Starlia Phillips considers the Non-Traditional Student Lounge to be a safe space for students like her and Briggs. It’s helpful to have the sense of community it provides, she says.
“I really enjoy the time I spend up there, because I feel like I’m decompressing,” says Phillips, “but studying, too. And it’s much quieter than the library.”
Phillips is one of the many nontraditional students at Texas State who are also veterans of military service. She says she was a good student in high school, but she pushed herself too much to be perfect and got burned out. As a result, she left school early, got her GED and high school equivalency, and joined the Army.
After she got out of the Army, Phillips went back to school. Having a baby made that challenging, so she decided to wait a few years and try technical school. Technical training could only take Phillips so far, so she tried again.
“I went back to school in 1999 to start a computer science degree,” Phillips says, “and because of family stuff I couldn’t finish that.”
Not one to give up, Phillips enrolled at Austin Community College in 2019, this time choosing a program she really wanted to pursue, and completed an associate degree in art.
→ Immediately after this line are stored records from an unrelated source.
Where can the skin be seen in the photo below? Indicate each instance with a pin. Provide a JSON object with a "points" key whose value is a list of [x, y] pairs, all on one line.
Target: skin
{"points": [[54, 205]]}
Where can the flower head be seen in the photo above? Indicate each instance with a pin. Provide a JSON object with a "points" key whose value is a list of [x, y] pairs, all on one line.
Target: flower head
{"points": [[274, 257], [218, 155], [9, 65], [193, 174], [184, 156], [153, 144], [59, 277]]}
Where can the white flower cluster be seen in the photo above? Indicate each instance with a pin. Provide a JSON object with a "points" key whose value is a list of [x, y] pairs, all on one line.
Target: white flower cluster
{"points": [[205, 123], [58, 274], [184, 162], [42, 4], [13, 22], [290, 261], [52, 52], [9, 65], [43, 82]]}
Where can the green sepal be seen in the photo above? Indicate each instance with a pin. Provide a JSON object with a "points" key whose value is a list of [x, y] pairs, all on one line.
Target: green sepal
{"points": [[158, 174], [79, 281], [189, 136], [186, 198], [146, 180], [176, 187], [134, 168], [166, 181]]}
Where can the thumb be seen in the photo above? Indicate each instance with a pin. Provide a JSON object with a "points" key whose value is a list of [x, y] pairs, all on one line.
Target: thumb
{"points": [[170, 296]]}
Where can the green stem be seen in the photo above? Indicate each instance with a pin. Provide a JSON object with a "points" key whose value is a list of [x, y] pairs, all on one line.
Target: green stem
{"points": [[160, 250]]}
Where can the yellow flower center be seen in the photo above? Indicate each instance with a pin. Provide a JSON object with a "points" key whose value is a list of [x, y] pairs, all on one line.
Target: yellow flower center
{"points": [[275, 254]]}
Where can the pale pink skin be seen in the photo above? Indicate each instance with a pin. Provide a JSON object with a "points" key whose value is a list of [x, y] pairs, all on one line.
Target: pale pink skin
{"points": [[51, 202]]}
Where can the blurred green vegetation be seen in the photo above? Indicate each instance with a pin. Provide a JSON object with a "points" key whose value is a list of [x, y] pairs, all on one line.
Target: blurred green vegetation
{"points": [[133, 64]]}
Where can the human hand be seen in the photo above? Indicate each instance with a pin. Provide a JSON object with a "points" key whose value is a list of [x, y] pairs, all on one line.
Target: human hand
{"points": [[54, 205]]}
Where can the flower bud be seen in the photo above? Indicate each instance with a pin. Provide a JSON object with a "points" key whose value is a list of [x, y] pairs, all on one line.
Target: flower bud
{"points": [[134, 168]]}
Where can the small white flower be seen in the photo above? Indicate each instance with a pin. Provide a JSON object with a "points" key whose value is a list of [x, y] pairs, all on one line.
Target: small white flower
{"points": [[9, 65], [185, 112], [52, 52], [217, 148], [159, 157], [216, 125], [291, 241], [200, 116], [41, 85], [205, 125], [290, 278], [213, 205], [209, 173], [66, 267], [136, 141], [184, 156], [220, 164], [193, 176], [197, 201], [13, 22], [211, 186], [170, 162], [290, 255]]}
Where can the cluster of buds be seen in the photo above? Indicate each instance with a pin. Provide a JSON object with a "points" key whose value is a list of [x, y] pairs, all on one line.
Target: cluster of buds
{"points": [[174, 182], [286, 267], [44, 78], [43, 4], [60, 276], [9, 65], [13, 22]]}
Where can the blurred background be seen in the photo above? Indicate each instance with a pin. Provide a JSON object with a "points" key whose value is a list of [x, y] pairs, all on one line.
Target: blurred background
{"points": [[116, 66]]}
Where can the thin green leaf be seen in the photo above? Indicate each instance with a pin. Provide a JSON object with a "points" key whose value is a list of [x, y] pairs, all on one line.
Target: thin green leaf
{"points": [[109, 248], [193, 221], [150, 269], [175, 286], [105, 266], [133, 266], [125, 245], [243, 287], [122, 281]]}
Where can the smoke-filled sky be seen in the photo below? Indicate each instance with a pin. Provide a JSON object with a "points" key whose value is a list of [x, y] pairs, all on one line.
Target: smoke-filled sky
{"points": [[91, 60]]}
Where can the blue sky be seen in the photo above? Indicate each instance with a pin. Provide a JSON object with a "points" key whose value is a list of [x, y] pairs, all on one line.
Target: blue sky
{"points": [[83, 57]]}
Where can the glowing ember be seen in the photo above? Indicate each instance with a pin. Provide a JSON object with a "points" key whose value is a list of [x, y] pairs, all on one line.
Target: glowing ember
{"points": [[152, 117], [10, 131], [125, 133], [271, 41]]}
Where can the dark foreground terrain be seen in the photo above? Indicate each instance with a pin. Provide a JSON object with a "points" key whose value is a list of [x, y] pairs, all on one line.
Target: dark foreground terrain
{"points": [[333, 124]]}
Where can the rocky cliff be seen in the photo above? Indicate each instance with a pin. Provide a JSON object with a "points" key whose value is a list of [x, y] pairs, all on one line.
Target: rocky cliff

Now she’s at Texas State working on a Bachelor of Fine Arts degree in sculpture, with a minor in anthropology.
With her service in the Army, Phillips is part of a subset of nontraditional students who are also veterans. According to public data available from the university, 506 enrolled undergraduate students are veterans. The university provides support for veterans and their dependents that includes help in obtaining education benefits, career guidance, counseling, and resources for academic success. Veterans also have access to financial assistance for education and training through the GI Bill, and in Texas, the Hazlewood Act.
The Non-Traditional Student Organization at Texas State University have exclusive access to a lounge area on the fourth floor of the LBJ Student Center. Vice President Melissa Briggs and member Starlia Phillips share why that’s important to them and their community.
But for Briggs and Phillips, having an organization like NTSO available for students like them provides a sense of community where they can help each other achieve a common goal. Both Briggs and Phillips will receive their bachelor’s degrees in May. In doing so, they will be achieving the same goal as their more traditional student counterparts. They are just doing it in a nontraditional way.
“We start off from different places,” Briggs says. “but we all have the same goal to graduate with a degree.”